Índice de Distribuição Regional do Gasto Público (IDRGP 2022 a 2024) - Status do IDRGP real quanto ao atingimento do IDRGP alvo

Esses resultados refletem uma realidade estrutural do orçamento público: os gastos estão concentrados em regiões onde o custeio é maior, geralmente mais bem estruturadas, e não necessariamente nas áreas que deveriam ser priorizadas com novos investimentos.

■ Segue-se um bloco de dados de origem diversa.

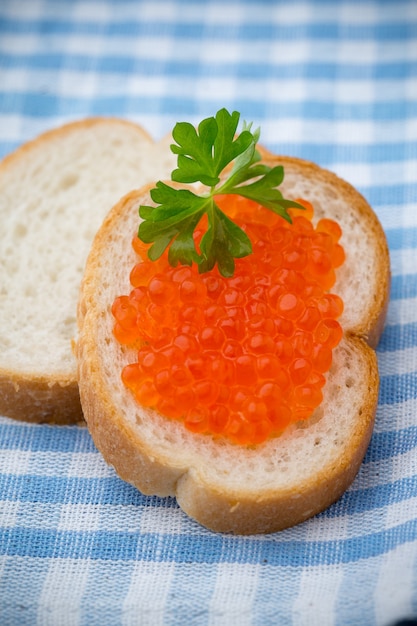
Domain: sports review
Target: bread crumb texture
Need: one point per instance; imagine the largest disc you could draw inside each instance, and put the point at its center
(56, 191)
(227, 487)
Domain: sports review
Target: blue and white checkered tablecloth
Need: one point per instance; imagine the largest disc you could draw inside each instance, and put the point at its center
(330, 81)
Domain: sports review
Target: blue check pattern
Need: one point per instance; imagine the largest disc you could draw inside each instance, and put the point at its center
(333, 82)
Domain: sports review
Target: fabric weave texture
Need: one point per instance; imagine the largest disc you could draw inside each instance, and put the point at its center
(332, 82)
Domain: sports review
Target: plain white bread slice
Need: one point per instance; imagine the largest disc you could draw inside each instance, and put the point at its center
(223, 486)
(55, 192)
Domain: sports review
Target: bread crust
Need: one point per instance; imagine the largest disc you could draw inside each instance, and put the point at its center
(29, 395)
(239, 508)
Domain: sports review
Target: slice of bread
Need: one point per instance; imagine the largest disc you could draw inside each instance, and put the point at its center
(223, 486)
(55, 192)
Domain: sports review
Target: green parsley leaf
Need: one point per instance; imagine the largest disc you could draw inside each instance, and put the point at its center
(203, 155)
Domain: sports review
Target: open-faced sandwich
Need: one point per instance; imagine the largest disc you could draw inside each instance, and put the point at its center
(226, 348)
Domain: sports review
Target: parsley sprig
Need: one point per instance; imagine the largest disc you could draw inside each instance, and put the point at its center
(203, 155)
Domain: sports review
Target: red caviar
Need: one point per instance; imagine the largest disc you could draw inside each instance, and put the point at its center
(239, 357)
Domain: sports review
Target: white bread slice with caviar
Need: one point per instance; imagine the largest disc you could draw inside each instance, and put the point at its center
(55, 192)
(227, 487)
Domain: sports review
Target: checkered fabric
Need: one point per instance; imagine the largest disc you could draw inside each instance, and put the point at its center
(330, 81)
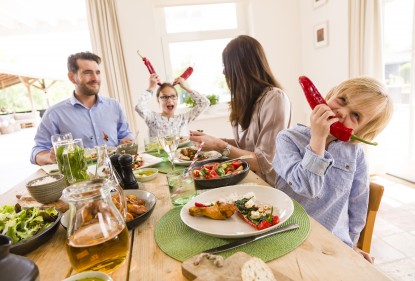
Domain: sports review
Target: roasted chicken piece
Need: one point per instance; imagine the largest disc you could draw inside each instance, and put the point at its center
(219, 211)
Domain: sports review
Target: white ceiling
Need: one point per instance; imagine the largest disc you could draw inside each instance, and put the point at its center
(19, 17)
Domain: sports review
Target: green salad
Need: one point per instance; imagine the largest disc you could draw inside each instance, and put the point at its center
(25, 223)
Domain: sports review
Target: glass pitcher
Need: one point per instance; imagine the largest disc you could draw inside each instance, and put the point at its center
(97, 237)
(70, 156)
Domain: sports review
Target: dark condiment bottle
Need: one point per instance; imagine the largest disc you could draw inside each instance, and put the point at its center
(127, 176)
(116, 165)
(14, 267)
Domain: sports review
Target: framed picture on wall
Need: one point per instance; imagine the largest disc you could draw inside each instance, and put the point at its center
(318, 3)
(320, 35)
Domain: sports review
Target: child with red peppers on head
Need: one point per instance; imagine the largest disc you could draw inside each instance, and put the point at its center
(167, 99)
(329, 177)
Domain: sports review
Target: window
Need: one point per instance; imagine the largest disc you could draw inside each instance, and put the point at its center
(195, 35)
(399, 50)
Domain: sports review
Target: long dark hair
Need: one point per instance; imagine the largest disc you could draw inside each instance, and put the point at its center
(248, 75)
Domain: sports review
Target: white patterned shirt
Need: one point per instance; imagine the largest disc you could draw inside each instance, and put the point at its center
(156, 122)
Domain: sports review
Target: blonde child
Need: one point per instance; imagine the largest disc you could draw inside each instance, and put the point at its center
(328, 177)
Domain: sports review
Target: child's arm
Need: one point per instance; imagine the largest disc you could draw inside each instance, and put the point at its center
(298, 165)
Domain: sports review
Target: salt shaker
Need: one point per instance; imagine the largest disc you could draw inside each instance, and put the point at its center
(127, 176)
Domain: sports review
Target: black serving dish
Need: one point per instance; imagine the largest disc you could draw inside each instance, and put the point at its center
(224, 181)
(25, 246)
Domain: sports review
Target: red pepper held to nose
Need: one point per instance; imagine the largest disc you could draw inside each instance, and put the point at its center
(337, 129)
(149, 65)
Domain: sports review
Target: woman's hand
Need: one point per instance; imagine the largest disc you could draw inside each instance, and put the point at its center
(183, 84)
(153, 80)
(321, 119)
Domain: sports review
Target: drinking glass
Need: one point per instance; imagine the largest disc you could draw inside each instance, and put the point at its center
(169, 141)
(97, 236)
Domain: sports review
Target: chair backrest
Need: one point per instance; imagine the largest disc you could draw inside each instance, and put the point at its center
(375, 196)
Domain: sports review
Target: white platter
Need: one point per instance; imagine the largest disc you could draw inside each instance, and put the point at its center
(235, 227)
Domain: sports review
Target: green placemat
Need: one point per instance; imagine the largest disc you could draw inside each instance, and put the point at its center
(181, 242)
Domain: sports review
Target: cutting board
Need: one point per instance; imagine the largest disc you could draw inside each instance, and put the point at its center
(231, 270)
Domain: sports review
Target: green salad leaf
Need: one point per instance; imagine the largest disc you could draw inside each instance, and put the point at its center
(26, 223)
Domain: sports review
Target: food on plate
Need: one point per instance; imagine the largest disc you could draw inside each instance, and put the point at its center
(217, 169)
(21, 224)
(256, 269)
(189, 153)
(258, 216)
(135, 206)
(137, 161)
(217, 211)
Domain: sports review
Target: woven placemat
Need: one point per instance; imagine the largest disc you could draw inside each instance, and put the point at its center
(181, 242)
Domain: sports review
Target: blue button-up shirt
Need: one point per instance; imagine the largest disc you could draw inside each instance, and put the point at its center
(333, 189)
(88, 124)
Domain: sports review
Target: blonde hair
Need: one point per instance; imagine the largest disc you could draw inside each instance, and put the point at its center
(370, 96)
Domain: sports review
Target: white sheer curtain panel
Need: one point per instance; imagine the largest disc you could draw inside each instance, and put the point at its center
(365, 34)
(106, 42)
(365, 39)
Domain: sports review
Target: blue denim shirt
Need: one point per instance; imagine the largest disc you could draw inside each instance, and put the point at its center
(88, 124)
(333, 189)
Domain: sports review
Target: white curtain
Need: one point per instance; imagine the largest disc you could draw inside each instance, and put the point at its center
(365, 54)
(106, 42)
(365, 38)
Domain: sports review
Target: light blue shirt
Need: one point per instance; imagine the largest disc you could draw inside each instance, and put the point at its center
(333, 189)
(88, 124)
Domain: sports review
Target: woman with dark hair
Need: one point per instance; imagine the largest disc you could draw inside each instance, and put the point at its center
(167, 99)
(259, 109)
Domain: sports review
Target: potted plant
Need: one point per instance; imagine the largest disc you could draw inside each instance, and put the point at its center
(214, 99)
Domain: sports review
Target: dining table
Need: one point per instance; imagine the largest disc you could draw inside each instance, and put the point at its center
(322, 256)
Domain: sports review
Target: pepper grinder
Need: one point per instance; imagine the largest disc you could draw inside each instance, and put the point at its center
(125, 161)
(117, 168)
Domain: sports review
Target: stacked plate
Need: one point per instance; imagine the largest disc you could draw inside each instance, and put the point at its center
(46, 189)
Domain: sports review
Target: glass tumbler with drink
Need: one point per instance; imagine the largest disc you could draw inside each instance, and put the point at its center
(72, 163)
(97, 237)
(181, 187)
(169, 141)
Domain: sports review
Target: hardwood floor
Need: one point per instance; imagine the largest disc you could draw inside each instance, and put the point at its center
(393, 244)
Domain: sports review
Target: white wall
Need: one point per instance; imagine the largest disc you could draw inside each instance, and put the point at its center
(284, 28)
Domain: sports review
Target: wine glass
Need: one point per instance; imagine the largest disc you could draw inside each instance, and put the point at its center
(169, 140)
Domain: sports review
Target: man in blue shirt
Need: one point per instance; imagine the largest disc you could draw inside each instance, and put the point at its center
(85, 114)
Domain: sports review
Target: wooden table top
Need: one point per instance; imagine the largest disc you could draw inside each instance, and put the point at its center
(322, 256)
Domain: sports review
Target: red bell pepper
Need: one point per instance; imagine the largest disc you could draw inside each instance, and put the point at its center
(148, 65)
(337, 129)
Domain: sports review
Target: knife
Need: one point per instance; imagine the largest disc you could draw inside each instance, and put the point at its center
(250, 239)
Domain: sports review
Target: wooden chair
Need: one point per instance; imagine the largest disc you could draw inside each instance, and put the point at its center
(375, 196)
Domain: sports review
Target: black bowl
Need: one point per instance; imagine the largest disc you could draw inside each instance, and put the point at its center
(218, 182)
(25, 246)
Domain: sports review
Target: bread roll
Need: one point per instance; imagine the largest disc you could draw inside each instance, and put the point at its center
(256, 270)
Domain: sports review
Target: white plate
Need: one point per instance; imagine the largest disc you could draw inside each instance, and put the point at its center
(149, 160)
(210, 155)
(235, 227)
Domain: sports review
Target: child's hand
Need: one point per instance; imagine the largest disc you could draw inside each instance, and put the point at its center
(183, 84)
(321, 119)
(153, 80)
(367, 256)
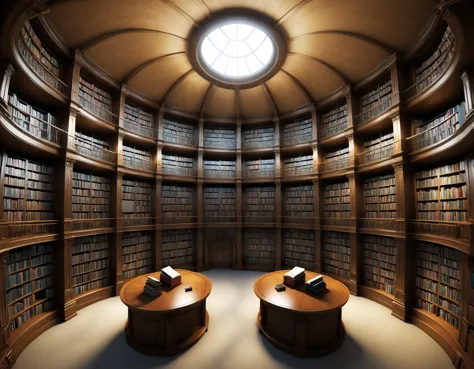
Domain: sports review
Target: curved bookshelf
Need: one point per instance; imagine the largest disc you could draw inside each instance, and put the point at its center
(334, 191)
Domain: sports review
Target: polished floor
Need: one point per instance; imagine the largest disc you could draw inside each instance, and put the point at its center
(94, 339)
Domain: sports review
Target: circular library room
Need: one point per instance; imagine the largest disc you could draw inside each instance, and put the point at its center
(228, 184)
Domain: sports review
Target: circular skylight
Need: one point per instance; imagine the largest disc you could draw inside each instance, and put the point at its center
(237, 50)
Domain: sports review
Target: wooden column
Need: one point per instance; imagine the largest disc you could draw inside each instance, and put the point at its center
(278, 208)
(5, 333)
(404, 279)
(356, 264)
(468, 85)
(200, 265)
(6, 71)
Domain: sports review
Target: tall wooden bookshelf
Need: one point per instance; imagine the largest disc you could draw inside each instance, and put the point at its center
(337, 253)
(431, 131)
(43, 62)
(137, 158)
(261, 167)
(337, 200)
(90, 196)
(178, 203)
(136, 199)
(260, 137)
(219, 168)
(219, 203)
(298, 131)
(376, 101)
(36, 121)
(438, 282)
(298, 201)
(380, 263)
(27, 190)
(259, 203)
(136, 254)
(223, 138)
(298, 165)
(259, 246)
(433, 67)
(90, 263)
(95, 100)
(378, 148)
(334, 121)
(380, 197)
(337, 159)
(179, 165)
(29, 283)
(441, 193)
(299, 248)
(138, 120)
(179, 132)
(178, 247)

Mesmo com critérios técnicos como o IDRGP, a execução orçamentária ainda favorece os territórios com menor vulnerabilidade social. Além disso, a simples alocação do índice alvo não garante a redução das desigualdades. É essencial avaliar se os recursos investidos estão, de fato, contribuindo para melhorar as condições de vida nas regiões mais vulneráveis e promovendo uma cidade mais justa e equitativa.

Como melhorar a aplicação do IDRGP?

Apesar de ser uma iniciativa inovadora e necessária, a efetividade do IDRGP depende de compromisso político, transparência e fiscalização social. O índice precisa:

  1. Guiar efetivamente a execução orçamentária, não apenas servir como referência técnica.
  2. Ser incorporado às leis orçamentárias anuais (LOAs) de maneira mais vinculante.
  3. Contar com instrumentos de controle social e de participação cidadã que assegurem que os recursos cheguem a quem mais precisa.

A atual gestão municipal precisa se comprometer não apenas com a ampliação dos recursos, mas com a sua correta distribuição, revertendo décadas de negligência às regiões mais vulneráveis de São Paulo.

Ouça o Programa Nossa Cidade da rádio Eldorado FM (107.3) com a participação de Igor Pantoja, coordenador de relações institucionais do Instituto Cidades Sustentáveis (veiculado em 03 de julho de 2025).

A Rede Nossa São Paulo segue atenta

A Rede Nossa São Paulo, em parceria com diversos grupos da sociedade civil, segue monitorando a execução do orçamento municipal, defendendo uma cidade mais justa e equitativa. Ferramentas como o IDRGP são fundamentais, mas precisam ser aperfeiçoadas e respeitadas na prática.

Enquanto os números revelarem distorções, a luta pela regionalização justa do orçamento continua sendo um dos pilares do nosso trabalho por uma São Paulo menos desigual.